Company Adds Screens To Anti-Theft Totems Common At Retail Gateways
June 22, 2022 by Dave Haynes
A Vancouver, BC-area company is marketing a display totem product for retail that, interesting, doubles up as a loss prevention tool.
Just about any consumer will be familiar with vertical totems that shoppers need to walk though as they exit a store, with embedded electronics in the devices doing what’s called Electronic Article Surveillance loss prevention, or EAS.
The Surrey-area firm INEO Tech Corp. has screens embedded in the units, so they can double up as sales promotion or advertising displays. A dual 32-inch portrait screen version of the units – called INEO Welcoming System DUO – is being launched at the National retail Federation’s Protect 2022 Conference.
“From the first day we installed our patented INEO Welcoming System in a retail store we have had requests for a version which has a digital display screen on each side,” says Greg Watkin, Founder and Chairman of INEO. “Now that we are installing systems in larger stores, operated by national and international retailers, the opportunity warranted us putting the time and effort into developing a dual screen version. Our team took on a very difficult engineering problem and did an incredible job delivering a product which satisfies all the requirements of a leading Electronic Article Surveillance loss prevention system plus two large, bright advertising screens to display advertising from our retail media network.”

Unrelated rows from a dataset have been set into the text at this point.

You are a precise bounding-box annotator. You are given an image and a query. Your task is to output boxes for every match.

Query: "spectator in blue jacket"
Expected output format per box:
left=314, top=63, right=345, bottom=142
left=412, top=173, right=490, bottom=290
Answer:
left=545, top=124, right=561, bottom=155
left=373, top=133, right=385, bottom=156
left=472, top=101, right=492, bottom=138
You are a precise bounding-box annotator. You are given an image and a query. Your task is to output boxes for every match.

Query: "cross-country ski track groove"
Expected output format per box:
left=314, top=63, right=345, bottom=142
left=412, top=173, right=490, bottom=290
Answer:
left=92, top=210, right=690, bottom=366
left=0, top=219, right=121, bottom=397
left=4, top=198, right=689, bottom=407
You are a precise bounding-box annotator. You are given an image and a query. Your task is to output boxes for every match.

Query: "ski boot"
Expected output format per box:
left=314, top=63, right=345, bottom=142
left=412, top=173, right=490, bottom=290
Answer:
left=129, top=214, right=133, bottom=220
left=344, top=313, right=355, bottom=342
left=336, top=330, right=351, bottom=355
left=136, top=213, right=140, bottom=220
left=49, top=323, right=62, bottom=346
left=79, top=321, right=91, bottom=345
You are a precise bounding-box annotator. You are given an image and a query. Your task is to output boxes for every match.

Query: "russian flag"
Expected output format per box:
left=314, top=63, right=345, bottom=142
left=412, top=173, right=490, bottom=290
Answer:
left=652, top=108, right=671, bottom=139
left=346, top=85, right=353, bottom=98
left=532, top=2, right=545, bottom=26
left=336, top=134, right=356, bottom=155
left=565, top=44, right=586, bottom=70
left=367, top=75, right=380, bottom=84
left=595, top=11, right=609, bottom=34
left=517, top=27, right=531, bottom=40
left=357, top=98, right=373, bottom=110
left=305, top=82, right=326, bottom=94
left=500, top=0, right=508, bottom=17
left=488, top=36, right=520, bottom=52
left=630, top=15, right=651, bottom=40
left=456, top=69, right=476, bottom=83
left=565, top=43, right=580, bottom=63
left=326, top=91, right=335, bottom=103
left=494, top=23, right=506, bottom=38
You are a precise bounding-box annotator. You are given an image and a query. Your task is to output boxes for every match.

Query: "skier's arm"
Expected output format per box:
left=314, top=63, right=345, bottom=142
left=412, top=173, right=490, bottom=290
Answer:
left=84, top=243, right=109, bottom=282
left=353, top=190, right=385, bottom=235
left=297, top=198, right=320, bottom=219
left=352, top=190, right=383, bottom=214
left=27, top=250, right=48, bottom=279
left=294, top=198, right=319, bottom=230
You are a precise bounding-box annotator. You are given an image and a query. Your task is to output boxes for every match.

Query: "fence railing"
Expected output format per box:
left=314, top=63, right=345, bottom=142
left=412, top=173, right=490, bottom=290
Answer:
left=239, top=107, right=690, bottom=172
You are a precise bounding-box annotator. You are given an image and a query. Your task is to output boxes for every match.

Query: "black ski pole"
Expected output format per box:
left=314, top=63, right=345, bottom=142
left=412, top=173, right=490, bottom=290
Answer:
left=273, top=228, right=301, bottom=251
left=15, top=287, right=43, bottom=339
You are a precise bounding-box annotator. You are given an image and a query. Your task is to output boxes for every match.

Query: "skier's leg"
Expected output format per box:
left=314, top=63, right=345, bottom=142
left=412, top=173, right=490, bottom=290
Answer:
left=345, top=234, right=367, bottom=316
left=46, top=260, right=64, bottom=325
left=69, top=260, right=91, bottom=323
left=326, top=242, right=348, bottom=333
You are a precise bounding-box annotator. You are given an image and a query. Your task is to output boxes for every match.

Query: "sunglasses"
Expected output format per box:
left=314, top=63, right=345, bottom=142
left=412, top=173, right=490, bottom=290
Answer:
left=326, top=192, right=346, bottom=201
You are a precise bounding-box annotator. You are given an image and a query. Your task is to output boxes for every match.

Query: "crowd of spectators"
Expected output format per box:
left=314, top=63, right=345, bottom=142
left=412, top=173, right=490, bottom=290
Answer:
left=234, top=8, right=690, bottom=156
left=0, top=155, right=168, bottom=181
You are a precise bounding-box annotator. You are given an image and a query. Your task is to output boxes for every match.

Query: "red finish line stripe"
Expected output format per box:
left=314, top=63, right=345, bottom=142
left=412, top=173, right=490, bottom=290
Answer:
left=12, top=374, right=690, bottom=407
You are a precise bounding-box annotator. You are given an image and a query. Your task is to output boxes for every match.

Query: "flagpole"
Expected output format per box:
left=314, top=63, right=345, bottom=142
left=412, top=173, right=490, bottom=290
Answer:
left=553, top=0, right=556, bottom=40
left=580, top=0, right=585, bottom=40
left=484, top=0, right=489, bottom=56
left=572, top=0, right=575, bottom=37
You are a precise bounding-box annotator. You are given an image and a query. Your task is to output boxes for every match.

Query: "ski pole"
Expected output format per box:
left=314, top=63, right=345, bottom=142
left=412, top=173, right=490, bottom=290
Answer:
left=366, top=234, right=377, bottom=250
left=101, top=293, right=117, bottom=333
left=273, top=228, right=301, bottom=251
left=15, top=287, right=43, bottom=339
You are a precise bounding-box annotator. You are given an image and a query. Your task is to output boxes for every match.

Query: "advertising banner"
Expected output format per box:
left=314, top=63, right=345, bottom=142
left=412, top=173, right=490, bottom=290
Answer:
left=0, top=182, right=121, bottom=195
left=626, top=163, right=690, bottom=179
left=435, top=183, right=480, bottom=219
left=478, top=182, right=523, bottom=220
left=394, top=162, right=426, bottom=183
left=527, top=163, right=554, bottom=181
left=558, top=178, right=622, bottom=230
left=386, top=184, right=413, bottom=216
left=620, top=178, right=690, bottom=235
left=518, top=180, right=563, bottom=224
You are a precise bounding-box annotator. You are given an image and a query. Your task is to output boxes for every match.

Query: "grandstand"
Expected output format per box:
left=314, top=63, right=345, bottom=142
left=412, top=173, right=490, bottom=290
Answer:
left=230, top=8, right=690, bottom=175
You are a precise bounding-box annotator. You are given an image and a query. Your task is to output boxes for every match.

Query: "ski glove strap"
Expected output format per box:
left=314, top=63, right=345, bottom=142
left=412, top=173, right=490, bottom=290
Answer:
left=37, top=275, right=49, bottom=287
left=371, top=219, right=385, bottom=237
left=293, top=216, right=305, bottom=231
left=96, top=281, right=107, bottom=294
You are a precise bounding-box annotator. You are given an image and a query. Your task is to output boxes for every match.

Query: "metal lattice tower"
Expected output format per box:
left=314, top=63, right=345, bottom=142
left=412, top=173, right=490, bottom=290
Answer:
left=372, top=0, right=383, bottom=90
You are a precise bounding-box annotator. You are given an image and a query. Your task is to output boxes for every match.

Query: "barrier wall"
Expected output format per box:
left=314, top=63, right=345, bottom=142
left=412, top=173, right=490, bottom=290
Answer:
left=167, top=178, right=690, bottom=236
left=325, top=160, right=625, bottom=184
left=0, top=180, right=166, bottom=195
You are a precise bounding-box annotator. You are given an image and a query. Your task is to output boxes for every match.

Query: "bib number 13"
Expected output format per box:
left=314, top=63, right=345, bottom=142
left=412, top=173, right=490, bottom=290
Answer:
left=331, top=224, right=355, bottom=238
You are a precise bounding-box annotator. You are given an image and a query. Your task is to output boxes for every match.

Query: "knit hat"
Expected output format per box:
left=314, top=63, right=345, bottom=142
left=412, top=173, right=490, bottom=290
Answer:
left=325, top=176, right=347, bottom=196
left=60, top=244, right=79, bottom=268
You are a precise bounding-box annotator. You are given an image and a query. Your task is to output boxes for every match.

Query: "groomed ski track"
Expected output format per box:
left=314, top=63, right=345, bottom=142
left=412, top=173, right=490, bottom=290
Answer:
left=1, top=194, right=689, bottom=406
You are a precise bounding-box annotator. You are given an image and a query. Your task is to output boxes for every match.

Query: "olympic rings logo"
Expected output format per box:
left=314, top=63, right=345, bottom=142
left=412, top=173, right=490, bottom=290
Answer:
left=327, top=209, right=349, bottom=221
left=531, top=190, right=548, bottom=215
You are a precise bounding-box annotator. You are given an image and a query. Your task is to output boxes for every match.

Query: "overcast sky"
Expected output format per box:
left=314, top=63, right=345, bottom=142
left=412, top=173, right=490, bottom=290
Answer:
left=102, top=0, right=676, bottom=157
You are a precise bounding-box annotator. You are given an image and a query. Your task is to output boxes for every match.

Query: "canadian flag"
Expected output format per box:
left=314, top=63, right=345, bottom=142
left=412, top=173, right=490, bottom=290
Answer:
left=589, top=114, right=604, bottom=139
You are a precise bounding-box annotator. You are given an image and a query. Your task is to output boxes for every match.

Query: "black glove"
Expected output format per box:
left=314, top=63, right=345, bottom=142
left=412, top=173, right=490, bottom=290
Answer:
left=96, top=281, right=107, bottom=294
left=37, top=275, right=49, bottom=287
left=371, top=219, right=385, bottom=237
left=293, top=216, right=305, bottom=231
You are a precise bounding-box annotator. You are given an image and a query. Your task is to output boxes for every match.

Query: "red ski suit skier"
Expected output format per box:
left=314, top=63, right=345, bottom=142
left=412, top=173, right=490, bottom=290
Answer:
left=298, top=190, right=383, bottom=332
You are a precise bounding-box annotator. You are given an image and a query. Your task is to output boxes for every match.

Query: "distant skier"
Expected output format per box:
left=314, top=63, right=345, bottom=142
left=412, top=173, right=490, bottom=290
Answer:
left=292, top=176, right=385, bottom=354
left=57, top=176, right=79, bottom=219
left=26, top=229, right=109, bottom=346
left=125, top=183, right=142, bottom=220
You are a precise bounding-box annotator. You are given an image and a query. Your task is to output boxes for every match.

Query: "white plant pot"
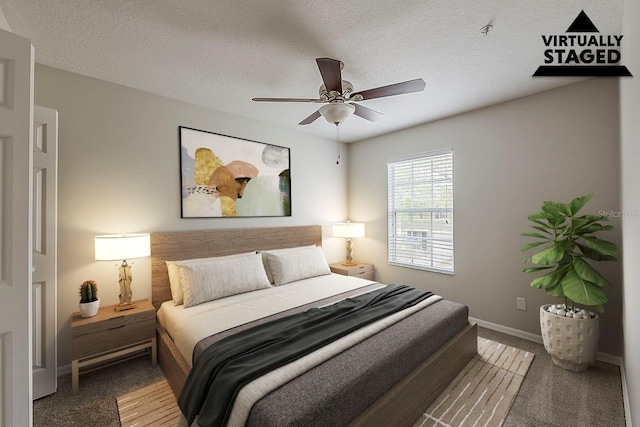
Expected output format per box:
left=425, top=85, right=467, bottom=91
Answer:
left=79, top=299, right=100, bottom=318
left=540, top=304, right=599, bottom=372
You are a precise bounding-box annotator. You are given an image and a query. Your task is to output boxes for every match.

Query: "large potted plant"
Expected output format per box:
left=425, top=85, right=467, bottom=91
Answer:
left=521, top=194, right=617, bottom=371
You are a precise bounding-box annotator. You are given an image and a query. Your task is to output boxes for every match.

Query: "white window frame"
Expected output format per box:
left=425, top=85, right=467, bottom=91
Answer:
left=387, top=149, right=454, bottom=274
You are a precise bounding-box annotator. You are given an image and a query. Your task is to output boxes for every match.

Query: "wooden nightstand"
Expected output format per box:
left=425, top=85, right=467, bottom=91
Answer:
left=329, top=262, right=374, bottom=280
left=71, top=299, right=156, bottom=394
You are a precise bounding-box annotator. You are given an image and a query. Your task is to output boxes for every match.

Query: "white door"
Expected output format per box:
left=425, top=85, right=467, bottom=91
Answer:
left=0, top=28, right=34, bottom=426
left=32, top=106, right=57, bottom=400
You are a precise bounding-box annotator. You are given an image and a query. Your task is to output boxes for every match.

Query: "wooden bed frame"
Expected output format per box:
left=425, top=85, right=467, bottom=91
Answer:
left=150, top=225, right=477, bottom=427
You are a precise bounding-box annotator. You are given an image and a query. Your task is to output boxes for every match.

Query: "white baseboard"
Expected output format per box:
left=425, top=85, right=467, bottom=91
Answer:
left=470, top=316, right=543, bottom=345
left=57, top=363, right=71, bottom=377
left=621, top=361, right=633, bottom=427
left=469, top=316, right=622, bottom=366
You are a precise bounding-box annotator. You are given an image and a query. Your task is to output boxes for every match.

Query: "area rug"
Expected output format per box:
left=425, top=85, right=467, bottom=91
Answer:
left=117, top=337, right=533, bottom=427
left=116, top=379, right=181, bottom=427
left=412, top=337, right=534, bottom=427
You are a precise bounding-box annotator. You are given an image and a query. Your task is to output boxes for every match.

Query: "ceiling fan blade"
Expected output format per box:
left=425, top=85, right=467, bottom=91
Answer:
left=354, top=78, right=426, bottom=100
left=299, top=110, right=322, bottom=125
left=353, top=104, right=384, bottom=122
left=253, top=97, right=323, bottom=103
left=316, top=58, right=343, bottom=93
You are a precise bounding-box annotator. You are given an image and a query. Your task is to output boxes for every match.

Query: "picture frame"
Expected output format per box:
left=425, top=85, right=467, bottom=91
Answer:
left=179, top=126, right=291, bottom=218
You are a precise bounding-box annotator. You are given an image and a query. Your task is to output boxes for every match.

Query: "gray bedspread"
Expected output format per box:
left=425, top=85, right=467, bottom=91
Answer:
left=247, top=298, right=468, bottom=427
left=190, top=285, right=468, bottom=427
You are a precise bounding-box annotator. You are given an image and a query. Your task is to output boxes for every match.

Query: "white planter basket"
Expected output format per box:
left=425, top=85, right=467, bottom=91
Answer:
left=79, top=299, right=100, bottom=318
left=540, top=304, right=599, bottom=372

The company says developing a product that could do two very different things was more challenging than it might appear, owing to the need to ensure the screen and related tech did not mess up the core functionality of the EAS system.
The INEO Welcoming System DUO utilizes the same technology the Company has originally designed for the INEO Welcoming System which allows it to operate in both the Accousto-Magnetic (AM) 58KHz frequency spectrum and the 8.2MHz frequency spectrum. Digital display screens are inherently “noisy” as they cause electromagnetic interference which hinders the detection of loss prevention tags in a retail store; however, INEO has developed technology which allows the EAS loss prevention aspect of the system to still operate effectively with two large digital display screens located within the detection field.
This at least seems clever, as they make more use of devices that many stores put in place anyway to reduce shoplifting. In theory, at least, advertising on these units could generate revenues that offset or nullify the cost of the EAS units. But as anyone who has tried it, place-based advertising looks a lot easier than it really is.
Except lots of retailers use mats on the floor now.. still, floor LED perhaps?